Is it possible to tell the scheduler (Torque) to run a job on a specific node (list of nodes)?

I would like to run a calculation on a specific node but couldn’t find an option to tell the Torque scheduler to do so. Is this option not implemented or did I just miss that point? If it is not implemented, is this because it was not necessary till now or because integrating it with how schedulers work adds to much complications?

In principle I just need to modify this line in the submit script
#PBS -l nodes=2:ppn=48,walltime=01:00:00,mem=16000000kb
to something like this
#PBS -l nodes=node01:ppn=48+node02:ppn=48,walltime=01:00:00,mem=16000000kb

What would be the best/cheapest approach to achieve this?
Thank you.

Hi @un1queu5er :wave:

Indeed, it seems there is not yet a generic option for explicitly specifying the nodes to run on. I’m assuming this is just because it’s a feature that hasn’t been requested yet.

I’m not very familiar with PBS, but I think it should be possible to achieve this using the custom_scheduler_commands option. Something along the lines of (QE example):

from aiida_quantumespresso.workflows.pw.base import PwBaseWorkChain

structure_data = orm.StructureData(ase=build.bulk('Co', crystalstructure='fcc', a=5.43, cubic=True))
pw_code = orm.load_code('qe-7.2-pw@localhost-pbs')

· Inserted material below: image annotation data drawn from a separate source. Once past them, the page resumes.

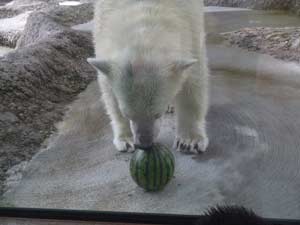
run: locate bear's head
[88,51,197,148]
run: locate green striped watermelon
[130,144,175,191]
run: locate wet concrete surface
[5,72,300,218]
[3,6,300,219]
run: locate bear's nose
[134,135,153,149]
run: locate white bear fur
[91,0,209,153]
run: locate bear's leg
[99,81,134,152]
[174,66,209,153]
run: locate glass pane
[0,0,300,219]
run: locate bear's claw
[174,138,209,154]
[114,138,134,152]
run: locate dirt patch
[223,27,300,63]
[0,4,96,193]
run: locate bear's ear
[172,58,198,74]
[87,58,112,75]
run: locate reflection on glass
[0,0,300,219]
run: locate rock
[0,4,96,193]
[0,112,18,123]
[0,12,30,48]
[223,27,300,63]
[204,0,300,11]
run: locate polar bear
[88,0,209,153]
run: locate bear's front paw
[114,138,134,152]
[174,135,209,154]
[166,105,175,114]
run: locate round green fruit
[130,144,175,191]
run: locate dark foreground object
[0,208,300,225]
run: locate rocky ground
[204,0,300,15]
[223,27,300,63]
[0,0,95,193]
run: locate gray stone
[0,4,96,193]
[0,112,18,123]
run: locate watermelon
[130,144,175,192]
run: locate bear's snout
[131,120,158,149]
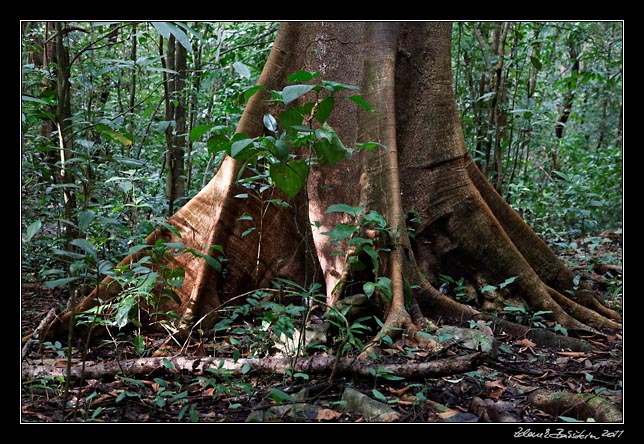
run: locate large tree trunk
[35,22,621,346]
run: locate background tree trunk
[39,22,621,340]
[54,22,78,249]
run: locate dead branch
[22,352,485,379]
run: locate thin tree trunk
[54,22,78,248]
[37,22,621,346]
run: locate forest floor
[21,231,623,423]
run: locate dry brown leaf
[485,379,505,389]
[317,409,342,421]
[517,338,537,347]
[490,387,505,399]
[557,352,586,358]
[436,409,460,419]
[387,385,411,396]
[588,339,610,350]
[396,399,415,405]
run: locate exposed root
[548,287,622,330]
[528,390,623,422]
[564,289,622,322]
[22,352,485,379]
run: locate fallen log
[22,352,485,379]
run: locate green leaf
[356,142,389,151]
[70,239,96,259]
[271,388,295,404]
[275,140,291,162]
[206,134,231,155]
[322,80,358,92]
[326,204,364,217]
[362,282,376,297]
[322,224,358,242]
[559,416,584,422]
[532,310,552,318]
[190,125,214,142]
[314,134,347,165]
[270,159,309,197]
[282,85,315,105]
[371,389,387,402]
[27,220,42,242]
[286,70,320,83]
[243,85,266,102]
[22,95,51,106]
[499,276,519,289]
[279,109,304,131]
[132,335,145,355]
[480,285,498,294]
[94,123,132,146]
[349,96,376,112]
[315,96,335,123]
[364,210,387,228]
[78,210,96,230]
[201,254,221,271]
[152,22,192,52]
[233,62,250,79]
[43,276,79,288]
[127,244,149,256]
[241,227,255,239]
[176,22,205,42]
[114,295,137,328]
[230,139,255,158]
[475,91,496,102]
[263,114,277,133]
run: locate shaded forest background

builder = PwBaseWorkChain.get_builder_from_protocol(
    code=pw_code,
    structure=structure_data,
)
builder.pw.metadata.options['custom_scheduler_commands'] = '#PBS -l ppn=48+node02'

That will insert the line

#PBS -l ppn=48+node02

At the end of the scheduler header.

Thank you for your answer.
I have tried your example. The scheduler complains that I have to set num_machines and num_mpiprocs_per_machine. When I do this I end up with two #PBS -l lines in the submit script. Unfortunately it seems that torque is only using the first line and ignore the second line with the specified node. When I edit the submit script manually and remove the first line it works.

Hi, indeed you are right, the custom_scheduler_commands adds additional lines.

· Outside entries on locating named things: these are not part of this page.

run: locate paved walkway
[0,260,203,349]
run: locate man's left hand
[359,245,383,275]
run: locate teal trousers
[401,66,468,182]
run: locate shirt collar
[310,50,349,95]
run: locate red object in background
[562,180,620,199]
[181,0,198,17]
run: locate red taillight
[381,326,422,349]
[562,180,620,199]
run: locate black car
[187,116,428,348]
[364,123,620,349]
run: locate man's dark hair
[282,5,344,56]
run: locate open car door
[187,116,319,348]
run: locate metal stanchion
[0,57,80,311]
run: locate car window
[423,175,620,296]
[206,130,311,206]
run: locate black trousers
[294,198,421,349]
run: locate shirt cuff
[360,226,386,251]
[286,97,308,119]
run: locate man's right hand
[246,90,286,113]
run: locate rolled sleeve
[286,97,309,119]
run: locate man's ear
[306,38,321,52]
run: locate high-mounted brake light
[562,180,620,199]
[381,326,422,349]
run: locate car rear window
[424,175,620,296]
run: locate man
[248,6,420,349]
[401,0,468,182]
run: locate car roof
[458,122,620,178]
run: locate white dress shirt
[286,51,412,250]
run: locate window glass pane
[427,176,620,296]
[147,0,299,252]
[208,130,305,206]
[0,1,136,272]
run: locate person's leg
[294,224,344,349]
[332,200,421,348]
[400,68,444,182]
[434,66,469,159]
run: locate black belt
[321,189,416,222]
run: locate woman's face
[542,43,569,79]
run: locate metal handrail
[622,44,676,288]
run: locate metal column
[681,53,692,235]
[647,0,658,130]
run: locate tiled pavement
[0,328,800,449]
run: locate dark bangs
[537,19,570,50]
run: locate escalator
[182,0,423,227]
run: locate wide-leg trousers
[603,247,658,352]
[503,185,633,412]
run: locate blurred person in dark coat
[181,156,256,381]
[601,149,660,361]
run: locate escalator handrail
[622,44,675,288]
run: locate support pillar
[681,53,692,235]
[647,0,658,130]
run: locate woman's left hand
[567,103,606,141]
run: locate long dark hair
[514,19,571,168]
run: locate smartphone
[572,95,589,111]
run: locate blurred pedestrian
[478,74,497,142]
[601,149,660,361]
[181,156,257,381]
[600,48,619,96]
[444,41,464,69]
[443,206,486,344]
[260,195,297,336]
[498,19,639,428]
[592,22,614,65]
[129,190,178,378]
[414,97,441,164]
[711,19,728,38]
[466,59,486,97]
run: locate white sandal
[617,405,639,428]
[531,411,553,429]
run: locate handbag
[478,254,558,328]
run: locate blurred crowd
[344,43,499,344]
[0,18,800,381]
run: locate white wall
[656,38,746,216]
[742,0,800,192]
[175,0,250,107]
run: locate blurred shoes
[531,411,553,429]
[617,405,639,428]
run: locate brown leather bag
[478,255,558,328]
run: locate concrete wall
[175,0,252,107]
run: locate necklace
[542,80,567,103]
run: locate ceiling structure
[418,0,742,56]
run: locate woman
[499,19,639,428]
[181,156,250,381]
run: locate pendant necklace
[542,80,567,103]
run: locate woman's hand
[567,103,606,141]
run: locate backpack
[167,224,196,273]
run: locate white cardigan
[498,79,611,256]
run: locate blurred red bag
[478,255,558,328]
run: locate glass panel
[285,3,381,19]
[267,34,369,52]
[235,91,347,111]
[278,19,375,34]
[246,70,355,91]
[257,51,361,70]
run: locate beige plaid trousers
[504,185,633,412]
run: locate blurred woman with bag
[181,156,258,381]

Unless there is a way to specify in the input the nodes as an additional line (probably not, but worth checking), the only solution I see is to create your own scheduler plugin, e.g. a new torque_explicitnodes or something like this, by copying and modifying the torque plugin here: aiida-core/src/aiida/schedulers/plugins/torque.py at main · aiidateam/aiida-core · GitHub
As you see, luckily we had already written in a modular way to cover also the needs of PBSPro that is very similar, and exactly the -l line is the part that changes between the two. So there is only the function _get_resource_lines to adapt, in order to write the line that you want.

Documentation on how to package it as a new plugin can be found here.

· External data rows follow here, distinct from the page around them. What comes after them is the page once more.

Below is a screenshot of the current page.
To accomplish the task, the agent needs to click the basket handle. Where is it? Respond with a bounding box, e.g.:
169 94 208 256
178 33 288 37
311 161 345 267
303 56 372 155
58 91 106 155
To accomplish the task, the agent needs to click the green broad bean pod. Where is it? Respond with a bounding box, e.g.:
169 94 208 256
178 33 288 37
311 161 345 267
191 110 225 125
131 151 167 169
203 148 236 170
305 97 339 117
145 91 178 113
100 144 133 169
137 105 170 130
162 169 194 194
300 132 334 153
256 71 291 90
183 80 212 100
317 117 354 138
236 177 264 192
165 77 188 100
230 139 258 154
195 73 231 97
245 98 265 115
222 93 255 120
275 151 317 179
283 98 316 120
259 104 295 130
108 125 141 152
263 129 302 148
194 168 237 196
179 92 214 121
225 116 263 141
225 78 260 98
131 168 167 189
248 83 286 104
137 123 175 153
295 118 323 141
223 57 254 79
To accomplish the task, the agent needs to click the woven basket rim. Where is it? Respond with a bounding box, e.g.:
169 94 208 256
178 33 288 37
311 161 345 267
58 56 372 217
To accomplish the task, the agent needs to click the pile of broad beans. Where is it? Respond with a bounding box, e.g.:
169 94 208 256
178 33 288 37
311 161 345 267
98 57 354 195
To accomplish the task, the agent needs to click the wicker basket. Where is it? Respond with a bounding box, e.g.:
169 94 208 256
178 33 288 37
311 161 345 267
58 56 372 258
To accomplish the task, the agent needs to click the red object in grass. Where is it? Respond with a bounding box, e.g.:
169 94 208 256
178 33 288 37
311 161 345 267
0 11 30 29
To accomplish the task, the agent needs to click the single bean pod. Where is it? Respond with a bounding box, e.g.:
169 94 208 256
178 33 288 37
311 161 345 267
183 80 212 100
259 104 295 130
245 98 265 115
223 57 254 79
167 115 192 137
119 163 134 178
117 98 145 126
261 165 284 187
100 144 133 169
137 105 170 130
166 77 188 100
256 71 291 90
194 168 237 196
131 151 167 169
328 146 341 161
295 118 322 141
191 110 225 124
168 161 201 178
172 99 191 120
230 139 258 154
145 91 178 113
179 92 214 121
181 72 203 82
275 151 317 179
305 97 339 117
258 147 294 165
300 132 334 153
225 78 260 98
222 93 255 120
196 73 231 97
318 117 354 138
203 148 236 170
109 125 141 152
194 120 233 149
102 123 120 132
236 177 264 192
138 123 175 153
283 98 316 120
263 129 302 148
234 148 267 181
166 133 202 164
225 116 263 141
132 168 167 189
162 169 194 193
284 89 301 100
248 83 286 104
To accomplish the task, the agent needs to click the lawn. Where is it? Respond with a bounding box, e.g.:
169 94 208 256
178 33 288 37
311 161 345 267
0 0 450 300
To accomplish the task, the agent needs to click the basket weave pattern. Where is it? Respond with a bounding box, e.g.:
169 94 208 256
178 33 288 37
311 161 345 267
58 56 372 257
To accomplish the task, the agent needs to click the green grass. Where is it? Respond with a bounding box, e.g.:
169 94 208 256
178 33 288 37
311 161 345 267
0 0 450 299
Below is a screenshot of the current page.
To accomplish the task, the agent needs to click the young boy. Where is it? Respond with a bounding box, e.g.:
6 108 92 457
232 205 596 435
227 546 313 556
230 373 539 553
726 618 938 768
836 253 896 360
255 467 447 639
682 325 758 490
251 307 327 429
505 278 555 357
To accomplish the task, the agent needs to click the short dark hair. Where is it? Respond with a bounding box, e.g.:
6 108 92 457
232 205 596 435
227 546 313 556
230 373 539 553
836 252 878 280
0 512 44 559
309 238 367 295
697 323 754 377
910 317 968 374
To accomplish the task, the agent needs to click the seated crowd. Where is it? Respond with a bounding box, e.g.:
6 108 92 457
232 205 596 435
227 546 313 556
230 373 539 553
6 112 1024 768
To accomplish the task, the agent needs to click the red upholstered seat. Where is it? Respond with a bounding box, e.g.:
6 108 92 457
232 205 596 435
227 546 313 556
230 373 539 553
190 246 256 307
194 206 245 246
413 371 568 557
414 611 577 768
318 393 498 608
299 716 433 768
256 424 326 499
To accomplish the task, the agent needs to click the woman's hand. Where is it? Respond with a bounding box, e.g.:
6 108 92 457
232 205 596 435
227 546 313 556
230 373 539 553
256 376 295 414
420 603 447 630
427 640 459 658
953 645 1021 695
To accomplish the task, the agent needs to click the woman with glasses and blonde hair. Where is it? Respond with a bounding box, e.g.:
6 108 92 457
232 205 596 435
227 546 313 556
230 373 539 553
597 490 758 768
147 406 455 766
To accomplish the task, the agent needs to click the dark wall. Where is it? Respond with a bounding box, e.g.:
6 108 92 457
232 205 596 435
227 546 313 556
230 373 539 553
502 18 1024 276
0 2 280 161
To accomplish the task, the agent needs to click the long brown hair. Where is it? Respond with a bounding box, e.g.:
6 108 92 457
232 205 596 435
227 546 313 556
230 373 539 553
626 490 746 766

However, in your case you will have to somehow pass information on the node names; at the moment we don’t have a way to pass specific information to the scheduler plugin, in addition to the resources or to information that is already standardised (and the node names is not one of these yet).

Probably the ‘cleanest’ way is to define a new JobResource class, copying the PbsJobResource implementation here and adding to it also information on the list of node names (or anything else you need). Then, in your class, you need to specify to use this specific class instead of the default one, as it’s done here.
Finally, you can pass information on the nodes in the metadata.options.resources of the CalcJob, when you submit it.

I hope that these instructions can point you in the right direction.
If you work on this and get stuck, great if you could share a link to a GitHub repository (or similar) where you have started working, so we can provide help more easily.